CFHN: Tell me about the side effects of cryotherapy.

Dr. Hodge: One of the downsides with freezing is if you freeze the entire prostate, by definition you will freeze the edges of it and the chance of impotence is about 80 percent. It’s pretty high, but with the local freeze or the focal freezes, we really spare those areas and the chance of impotence is probably closer to 10 percent. It’s pretty low.

CFHN: Why would someone choose cryotherapy over other treatment options?

Dr. Hodge: This is the primary treatment for people who had radiation therapy and the radiation therapy didn’t work. The cancer came back locally. One of the reasons for freezing people is called radiation failures.

CFHN: Would there be increased instance of side effects if a person had a second freezing?

Dr. Hodge: Depends on where you have to have the freezing. If freezing closer to the sphincter muscles then there’s a higher instance of incontinence or mild dysfunction. If it’s a focal area, you re-biopsy the patient and you find two areas out of 12 that have cancer, then usually there are no increased instances of side effects. It’s very easy to do.

CFHN: Could a person have cryotherapy a third time?

Dr. Hodge: You could have a third time, I’ve probably done a third freeze on half a dozen patients in 15 years. The problem is that when the cancer recurs like that, it recurs and the cancer is already outside of the prostate, so it’s no longer localized. With the new technology being so precise, a third freeze would be a very, very rare thing.
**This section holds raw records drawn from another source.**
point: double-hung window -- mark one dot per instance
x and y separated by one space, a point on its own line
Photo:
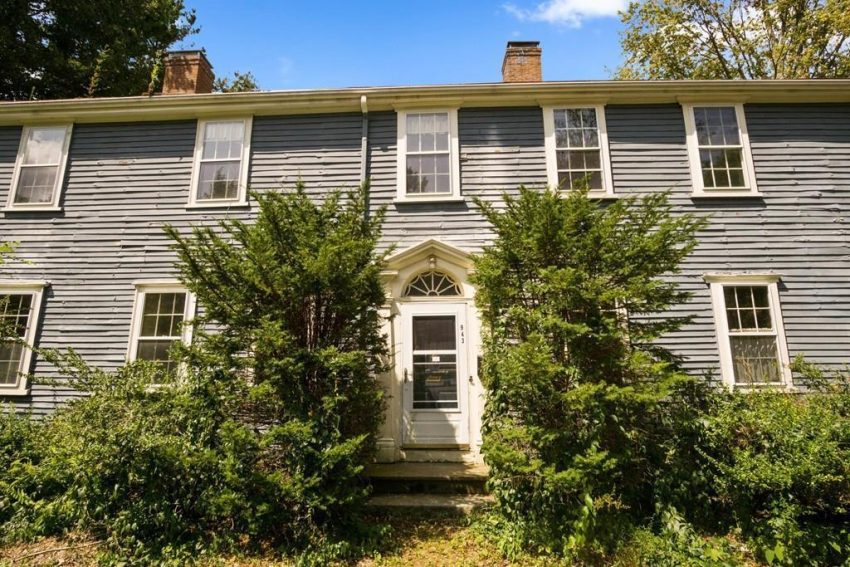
719 150
40 168
577 154
159 322
753 351
428 162
220 175
20 304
CFHN: Was the early cryotherapy different from the technology used today?

Dr. Hodge: This was “garage medicine,” because at the time there was only one company that had probes, and the probes were large, and we had to make our own sheaths to put them in, and we had to make our own warming devices, I mean this was really a leap of faith to be doing this, and it worked well, but it was cumbersome and it took a long time, and there were a fair number of complications, because with the old equipment, when you turned it off, it kept freezing for two or three minutes and then we’d have problems with freezing the rectum and getting holes in the rectum and stuff like that.

CFHN: Tell me about the modern technology.
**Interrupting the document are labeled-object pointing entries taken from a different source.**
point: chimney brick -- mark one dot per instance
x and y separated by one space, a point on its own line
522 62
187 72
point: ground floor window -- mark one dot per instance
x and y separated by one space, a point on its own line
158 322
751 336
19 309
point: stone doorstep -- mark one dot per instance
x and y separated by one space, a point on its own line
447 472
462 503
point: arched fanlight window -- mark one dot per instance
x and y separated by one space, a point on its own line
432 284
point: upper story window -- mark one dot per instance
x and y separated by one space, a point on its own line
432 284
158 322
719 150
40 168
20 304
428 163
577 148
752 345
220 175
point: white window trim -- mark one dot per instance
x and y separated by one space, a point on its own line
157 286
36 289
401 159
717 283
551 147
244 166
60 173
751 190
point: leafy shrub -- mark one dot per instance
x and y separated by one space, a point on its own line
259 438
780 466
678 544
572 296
Dr. Hodge: Through the 1990s and early 2000s, there have been significant improvements in the equipment we use. The most common equipment we use is from a company called Galil, and they make cryotherapy equipment. Back then, the only machine was the size of a bookcase and it used three huge tanks of liquid nitrogen. The machine we use today is about the size of a roller table and weighs about 100 pounds.

The needles are very small 17 gauge needles so we don’t need special sheaths to put them in with and they cool extremely quickly so when you turn them off they stop freezing immediately. So, it’s the difference between flying a huge jumbo jet and F-37 fighter. The needles create very predictable zones of freezing and we overlap those zones to freeze the prostate. We can actually sculpt the ice in the prostate to freeze what we want to freeze.

In addition, I have these multi-gated temperature probes that are like meat thermometers. I put one along the rectal wall one along the nerve bundles and one along the sphincter area and I can measure the temperatures at any given time, so not only can I see the ice forming, but I can measure the temperatures so I know it is a cold enough temperature to kill the cancer, and know that I haven’t gotten it too cold on sensitive areas like the sphincter muscle and nerves.